Foley took a moment.

He said, “I’ve never torn up money before,” trying to smile, took a chance and held out the check. “You want to destroy ten thousand dollars, here.”

She reached out to take it and he pressed the bank note between her fingers. Her fingers touched the check while she looked in his eyes and she had to smile feeling his grip on the check. To Foley the smile meant she was kidding, she wanted him to keep the check. He thought of saying he’d pay her back, and thought, Why do you want to fuck this up? Tell her thanks. She wanted him to have it because he was…fun. All Foley said was, “You win,” and put the check in his pocket.

She said, “Good, you got me out of that nutty role I was playing. I was afraid to tell Dawn. I kept thinking if I don’t tell the right person, word will get around I’ve lost it. I knew I could tell you and you’d understand. You didn’t seem that interested in what you were doing, though you and I got along fine. But Dawn? I didn’t have a good feeling about her.”

“I told Dawn the ghost was your own idea and she said, ‘Making up a story about a ghost doesn’t mean there isn’t one in the house.’”

“She believes there is?”

“She’d like to.”

“Well, my maids believe it. And you know I believed you were actually a ghost catcher.” Danny leaned on the table, close enough to Foley to look in his eyes. She said, “You know, there might be one after all.”

“The rocking chair?”

“And other things that don’t seem quite normal.”

“More paranormal?”

She said, “Listen to the ghost catcher. Have you ever thought of acting?”

He felt her moving in, coming at him now.

“To tell you the truth,” Foley said, “I have played a part now and then, when I had to.”

She said, “Oh, in prison, yes, of course,” still close to him. “The kind of situation—a smelly, hulking convict, tattoos all over him, wants you to be his sweetheart? What do you do, kick him in the nuts?”

“He’d have to be a new arrival. I’d tell him I’m famous, known to the hacks and the population as the most artful bank robber in the known world, and if he tries to bend me to his will he’ll do ninety days in the box.”

“You just gave me the chills. If I told that to Wolfgang,” Danny said, “you could get a table anytime you walked in.”

“I’m known inside prison,” Foley said, “and to some degree with FBI agents, but not the general public.” He almost told her about the book Lou Adams was writing, over five hundred pages into it.

But Danny wanted to know if he’d ever robbed a First Bank, like the one across the street.
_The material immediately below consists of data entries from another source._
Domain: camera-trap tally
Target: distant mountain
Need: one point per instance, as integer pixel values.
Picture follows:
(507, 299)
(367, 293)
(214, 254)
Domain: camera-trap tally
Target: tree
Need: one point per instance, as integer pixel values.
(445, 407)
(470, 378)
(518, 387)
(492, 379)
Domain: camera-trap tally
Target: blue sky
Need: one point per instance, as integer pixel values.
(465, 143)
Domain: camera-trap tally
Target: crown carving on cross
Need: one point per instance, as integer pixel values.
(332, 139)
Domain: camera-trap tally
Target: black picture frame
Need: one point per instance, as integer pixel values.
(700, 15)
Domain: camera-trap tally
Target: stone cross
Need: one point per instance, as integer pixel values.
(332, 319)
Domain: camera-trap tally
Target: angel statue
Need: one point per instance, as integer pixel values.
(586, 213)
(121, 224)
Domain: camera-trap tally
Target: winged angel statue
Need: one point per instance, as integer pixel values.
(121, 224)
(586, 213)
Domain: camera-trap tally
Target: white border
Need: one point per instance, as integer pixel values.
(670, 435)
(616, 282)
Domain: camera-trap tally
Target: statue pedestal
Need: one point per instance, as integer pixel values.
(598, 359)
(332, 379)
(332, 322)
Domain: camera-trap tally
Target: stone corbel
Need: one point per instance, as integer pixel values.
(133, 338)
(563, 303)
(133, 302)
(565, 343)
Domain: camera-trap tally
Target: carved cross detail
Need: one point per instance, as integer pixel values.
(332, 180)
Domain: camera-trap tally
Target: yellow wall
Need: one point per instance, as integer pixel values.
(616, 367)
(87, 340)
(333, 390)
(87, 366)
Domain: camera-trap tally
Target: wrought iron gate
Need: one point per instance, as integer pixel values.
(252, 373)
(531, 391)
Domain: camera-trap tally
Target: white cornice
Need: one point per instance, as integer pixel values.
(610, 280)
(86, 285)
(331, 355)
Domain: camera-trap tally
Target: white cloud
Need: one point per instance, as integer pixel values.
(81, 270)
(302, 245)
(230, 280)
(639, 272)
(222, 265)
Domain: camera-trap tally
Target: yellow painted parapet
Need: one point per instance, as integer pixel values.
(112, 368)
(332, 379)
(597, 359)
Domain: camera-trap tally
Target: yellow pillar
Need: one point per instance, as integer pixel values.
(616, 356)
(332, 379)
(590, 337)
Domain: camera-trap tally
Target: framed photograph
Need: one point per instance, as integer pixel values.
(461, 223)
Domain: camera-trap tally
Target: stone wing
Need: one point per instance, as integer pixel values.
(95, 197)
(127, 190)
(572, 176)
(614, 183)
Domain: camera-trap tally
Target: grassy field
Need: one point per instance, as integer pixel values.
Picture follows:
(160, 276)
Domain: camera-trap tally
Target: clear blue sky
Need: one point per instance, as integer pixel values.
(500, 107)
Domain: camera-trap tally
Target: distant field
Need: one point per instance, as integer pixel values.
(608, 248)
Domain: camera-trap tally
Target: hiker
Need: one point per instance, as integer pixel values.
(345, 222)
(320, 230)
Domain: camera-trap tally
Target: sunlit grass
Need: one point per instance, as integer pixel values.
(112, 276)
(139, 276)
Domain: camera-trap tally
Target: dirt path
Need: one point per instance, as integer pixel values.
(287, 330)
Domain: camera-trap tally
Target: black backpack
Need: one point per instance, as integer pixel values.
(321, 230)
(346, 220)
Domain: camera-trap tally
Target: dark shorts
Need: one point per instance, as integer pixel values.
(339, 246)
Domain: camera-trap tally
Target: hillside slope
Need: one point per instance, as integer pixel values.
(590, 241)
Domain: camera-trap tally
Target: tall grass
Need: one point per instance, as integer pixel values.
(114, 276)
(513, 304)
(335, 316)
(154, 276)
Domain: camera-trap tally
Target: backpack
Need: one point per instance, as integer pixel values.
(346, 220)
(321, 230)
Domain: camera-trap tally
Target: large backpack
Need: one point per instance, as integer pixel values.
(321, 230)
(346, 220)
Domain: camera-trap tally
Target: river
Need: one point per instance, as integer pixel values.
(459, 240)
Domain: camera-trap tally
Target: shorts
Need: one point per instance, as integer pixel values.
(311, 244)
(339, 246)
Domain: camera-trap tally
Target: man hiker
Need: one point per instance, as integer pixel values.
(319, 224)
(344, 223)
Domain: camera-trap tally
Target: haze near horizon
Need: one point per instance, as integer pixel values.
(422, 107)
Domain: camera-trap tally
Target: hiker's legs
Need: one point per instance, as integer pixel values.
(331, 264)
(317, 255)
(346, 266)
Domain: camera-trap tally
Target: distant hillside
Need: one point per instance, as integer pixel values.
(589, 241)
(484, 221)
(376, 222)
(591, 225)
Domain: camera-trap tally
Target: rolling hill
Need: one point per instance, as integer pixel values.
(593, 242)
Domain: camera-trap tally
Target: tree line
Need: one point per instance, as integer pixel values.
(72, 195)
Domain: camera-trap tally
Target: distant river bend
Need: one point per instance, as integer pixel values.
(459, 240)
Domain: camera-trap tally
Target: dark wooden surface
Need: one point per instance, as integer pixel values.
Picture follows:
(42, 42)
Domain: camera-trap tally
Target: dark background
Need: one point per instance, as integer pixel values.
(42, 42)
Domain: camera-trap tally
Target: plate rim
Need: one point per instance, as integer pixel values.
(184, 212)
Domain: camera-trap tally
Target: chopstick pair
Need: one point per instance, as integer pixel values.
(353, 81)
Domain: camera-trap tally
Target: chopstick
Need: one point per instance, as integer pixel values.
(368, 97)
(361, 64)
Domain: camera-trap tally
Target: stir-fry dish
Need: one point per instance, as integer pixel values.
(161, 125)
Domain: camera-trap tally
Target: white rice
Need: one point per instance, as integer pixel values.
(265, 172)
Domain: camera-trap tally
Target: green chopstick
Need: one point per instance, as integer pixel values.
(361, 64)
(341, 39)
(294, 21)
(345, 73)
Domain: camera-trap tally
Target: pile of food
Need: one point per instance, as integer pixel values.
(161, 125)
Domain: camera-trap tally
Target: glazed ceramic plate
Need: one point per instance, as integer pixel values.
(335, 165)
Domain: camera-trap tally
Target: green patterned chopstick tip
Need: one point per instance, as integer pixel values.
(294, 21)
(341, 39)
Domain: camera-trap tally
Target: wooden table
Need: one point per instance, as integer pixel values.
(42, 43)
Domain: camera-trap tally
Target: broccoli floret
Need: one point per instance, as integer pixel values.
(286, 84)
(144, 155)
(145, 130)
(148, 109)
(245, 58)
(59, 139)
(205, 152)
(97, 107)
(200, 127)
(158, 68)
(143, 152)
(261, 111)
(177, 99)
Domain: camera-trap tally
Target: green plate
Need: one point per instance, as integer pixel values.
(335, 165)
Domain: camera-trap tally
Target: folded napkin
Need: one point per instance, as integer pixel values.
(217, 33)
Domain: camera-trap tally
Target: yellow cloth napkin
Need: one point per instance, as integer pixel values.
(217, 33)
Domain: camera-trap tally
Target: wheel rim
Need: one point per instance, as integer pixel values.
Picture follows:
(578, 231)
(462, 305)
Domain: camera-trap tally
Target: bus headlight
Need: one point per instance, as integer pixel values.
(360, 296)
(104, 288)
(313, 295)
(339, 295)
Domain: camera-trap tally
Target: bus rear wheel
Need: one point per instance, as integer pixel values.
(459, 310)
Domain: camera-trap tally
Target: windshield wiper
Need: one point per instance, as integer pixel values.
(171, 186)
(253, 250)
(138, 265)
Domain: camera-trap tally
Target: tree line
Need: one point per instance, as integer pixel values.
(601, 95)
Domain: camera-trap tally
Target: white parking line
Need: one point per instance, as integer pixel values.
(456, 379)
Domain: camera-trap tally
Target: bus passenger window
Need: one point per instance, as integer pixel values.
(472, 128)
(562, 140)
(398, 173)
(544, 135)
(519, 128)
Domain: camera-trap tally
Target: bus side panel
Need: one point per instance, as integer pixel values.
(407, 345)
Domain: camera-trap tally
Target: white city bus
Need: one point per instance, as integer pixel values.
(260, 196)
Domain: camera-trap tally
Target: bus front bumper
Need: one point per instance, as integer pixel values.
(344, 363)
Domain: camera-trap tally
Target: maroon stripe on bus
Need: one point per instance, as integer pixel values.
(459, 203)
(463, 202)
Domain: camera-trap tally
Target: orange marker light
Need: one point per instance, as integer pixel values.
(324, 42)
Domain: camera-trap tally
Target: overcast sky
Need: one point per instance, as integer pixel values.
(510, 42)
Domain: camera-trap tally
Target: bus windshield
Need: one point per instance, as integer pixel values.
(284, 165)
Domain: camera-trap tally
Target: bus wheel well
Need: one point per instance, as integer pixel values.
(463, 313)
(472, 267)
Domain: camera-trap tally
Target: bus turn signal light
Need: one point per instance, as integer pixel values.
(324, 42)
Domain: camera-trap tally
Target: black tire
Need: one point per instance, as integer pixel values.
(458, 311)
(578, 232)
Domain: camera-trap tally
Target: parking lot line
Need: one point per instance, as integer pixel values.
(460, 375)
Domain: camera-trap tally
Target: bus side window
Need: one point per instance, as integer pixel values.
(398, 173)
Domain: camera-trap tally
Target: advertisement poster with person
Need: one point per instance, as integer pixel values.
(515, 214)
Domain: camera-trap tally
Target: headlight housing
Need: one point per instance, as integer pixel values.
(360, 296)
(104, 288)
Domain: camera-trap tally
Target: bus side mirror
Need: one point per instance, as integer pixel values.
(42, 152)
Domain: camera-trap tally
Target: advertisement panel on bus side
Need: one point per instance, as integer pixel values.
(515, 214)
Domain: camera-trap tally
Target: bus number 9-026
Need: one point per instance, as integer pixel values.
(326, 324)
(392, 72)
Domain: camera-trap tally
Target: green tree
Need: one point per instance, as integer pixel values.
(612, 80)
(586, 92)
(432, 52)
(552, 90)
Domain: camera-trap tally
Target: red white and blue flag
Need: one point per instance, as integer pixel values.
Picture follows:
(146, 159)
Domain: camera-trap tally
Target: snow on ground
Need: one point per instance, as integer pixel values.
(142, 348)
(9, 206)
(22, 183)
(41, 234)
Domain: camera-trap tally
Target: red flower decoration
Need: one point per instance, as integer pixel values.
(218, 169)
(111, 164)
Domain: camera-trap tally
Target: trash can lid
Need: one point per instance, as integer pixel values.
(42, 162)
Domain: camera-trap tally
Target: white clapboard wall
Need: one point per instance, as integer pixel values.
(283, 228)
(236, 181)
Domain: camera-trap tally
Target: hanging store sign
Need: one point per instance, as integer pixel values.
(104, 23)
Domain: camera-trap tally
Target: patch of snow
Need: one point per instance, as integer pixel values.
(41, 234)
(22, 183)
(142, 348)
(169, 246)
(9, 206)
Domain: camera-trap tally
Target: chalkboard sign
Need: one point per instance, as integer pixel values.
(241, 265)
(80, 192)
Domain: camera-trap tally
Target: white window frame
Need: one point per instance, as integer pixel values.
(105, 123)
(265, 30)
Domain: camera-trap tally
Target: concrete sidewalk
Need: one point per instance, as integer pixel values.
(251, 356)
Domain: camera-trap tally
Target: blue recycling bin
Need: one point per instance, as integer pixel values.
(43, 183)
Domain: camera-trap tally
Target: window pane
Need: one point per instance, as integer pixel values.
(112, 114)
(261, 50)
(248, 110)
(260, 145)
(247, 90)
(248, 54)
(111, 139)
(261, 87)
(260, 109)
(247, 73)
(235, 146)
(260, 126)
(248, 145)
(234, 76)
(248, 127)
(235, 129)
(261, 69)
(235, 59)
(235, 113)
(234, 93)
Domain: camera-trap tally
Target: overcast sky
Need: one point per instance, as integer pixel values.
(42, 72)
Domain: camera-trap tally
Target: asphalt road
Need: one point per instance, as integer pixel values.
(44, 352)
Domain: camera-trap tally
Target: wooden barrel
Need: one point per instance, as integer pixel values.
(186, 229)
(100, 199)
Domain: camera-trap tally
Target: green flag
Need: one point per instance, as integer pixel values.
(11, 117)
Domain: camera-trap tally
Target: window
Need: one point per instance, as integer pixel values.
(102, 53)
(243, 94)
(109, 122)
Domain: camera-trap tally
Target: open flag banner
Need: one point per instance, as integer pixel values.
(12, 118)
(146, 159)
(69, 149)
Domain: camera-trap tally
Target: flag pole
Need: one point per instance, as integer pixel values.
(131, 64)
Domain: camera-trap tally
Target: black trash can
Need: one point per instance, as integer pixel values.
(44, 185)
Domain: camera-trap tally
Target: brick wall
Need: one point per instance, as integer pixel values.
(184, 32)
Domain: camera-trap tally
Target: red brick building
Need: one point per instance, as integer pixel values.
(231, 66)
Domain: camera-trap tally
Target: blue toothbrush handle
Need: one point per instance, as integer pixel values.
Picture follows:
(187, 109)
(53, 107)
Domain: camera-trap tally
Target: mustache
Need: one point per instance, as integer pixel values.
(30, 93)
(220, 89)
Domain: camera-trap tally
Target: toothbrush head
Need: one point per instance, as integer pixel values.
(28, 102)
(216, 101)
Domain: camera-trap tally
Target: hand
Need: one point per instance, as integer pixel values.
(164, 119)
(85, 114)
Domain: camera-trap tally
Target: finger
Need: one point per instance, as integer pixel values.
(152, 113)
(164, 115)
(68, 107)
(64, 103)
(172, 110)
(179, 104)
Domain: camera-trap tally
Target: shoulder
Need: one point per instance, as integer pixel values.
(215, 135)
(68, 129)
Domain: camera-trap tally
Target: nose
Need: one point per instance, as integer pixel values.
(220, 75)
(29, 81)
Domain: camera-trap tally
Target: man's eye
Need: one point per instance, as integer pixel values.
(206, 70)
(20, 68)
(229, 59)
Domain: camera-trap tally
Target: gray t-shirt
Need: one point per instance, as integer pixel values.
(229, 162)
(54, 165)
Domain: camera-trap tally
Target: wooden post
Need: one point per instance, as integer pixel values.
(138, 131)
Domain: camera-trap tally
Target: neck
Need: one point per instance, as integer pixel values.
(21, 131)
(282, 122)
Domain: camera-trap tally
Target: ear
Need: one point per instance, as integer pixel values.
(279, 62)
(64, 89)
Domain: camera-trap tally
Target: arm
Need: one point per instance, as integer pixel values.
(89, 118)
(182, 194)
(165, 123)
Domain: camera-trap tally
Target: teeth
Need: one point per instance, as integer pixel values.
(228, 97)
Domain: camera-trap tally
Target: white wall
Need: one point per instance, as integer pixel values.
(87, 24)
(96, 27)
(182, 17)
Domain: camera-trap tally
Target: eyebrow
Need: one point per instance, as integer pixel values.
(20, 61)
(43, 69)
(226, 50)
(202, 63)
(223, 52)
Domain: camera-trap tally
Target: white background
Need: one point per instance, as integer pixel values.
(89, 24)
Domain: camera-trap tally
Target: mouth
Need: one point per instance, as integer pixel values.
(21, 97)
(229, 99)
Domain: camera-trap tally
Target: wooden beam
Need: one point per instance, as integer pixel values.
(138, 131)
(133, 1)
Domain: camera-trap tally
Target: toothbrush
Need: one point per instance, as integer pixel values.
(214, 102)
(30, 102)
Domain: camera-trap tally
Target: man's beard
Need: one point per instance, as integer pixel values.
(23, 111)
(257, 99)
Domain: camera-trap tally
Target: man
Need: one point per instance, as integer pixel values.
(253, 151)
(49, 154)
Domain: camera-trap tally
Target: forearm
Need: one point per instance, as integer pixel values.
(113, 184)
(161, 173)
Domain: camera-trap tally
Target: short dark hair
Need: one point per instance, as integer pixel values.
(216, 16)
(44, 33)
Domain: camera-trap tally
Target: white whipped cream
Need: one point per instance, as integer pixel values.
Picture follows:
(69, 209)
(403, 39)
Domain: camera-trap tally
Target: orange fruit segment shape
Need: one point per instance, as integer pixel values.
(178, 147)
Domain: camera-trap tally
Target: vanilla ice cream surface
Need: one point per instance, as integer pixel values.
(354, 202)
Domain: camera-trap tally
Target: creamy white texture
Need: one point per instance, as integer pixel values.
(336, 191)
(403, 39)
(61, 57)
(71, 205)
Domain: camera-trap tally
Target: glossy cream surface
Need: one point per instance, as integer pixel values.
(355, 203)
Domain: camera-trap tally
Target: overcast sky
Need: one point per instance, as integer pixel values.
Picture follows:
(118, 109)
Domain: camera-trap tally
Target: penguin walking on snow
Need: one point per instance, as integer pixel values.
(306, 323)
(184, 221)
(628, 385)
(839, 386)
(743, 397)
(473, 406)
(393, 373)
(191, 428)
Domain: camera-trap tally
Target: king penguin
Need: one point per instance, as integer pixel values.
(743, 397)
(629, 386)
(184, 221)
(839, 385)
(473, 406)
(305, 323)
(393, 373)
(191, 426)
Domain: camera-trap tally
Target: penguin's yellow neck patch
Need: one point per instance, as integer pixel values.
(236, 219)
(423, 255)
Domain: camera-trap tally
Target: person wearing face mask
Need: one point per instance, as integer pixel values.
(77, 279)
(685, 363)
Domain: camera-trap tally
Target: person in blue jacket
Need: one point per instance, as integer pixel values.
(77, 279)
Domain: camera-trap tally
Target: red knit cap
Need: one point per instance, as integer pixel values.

“I might’ve,” Foley said, “but I’m not sure. I know I’ve never done that one.” Trying to see the bank through the ornamental plants in front of Piccolo’s.

“Would you sit here and case it?”

“I’d look it over from a car, not sitting here. Norberto tells the cops, ‘Yes, of course I remember him, Mrs. Karmanos says is the most famous bank robber in America.’ I’d pass on that bank anyway, the security guy sitting in front.”

“I saw him as we got out of the car,” Danialle said, “he’s just some old guy they hired.”

“Yeah, but he’s a good kind of old guy. I saw him too,” Foley said. “He’s over seventy, weighs a hundred and forty pounds, wears white socks with his uniform and has a big .38 revolver on his belt he knows how to shoot. He took this job after he retired from the sheriff’s office.”

“You’re guessing,” Danialle said.

“I’ll tell you another reason,” Foley said. “In the past hour a cop car has driven past four times. One drove into the parking lot to turn around, instead of making a Uey, what he’d do if he was after somebody going the other way.”

Danialle said, “There’re cop cars all over Beverly Hills, and policemen on beats, and policewomen.”

“I’ve noticed there’s a lot,” Foley said. “But you’re right, I haven’t been around here long enough to get local police customs straight.”

The check came. Foley picked it up and she let him. He paid with his credit card balance running low. While he was signing Danny said, “If you want we can go over to First Bank, I’ll tell them I have an account, so you won’t have any trouble depositing the check.”

“What I think I’ll do,” Foley said, “is deposit half of it and take the rest in cash. I don’t walk out of a bank with at lease five grand, I feel like a failure.”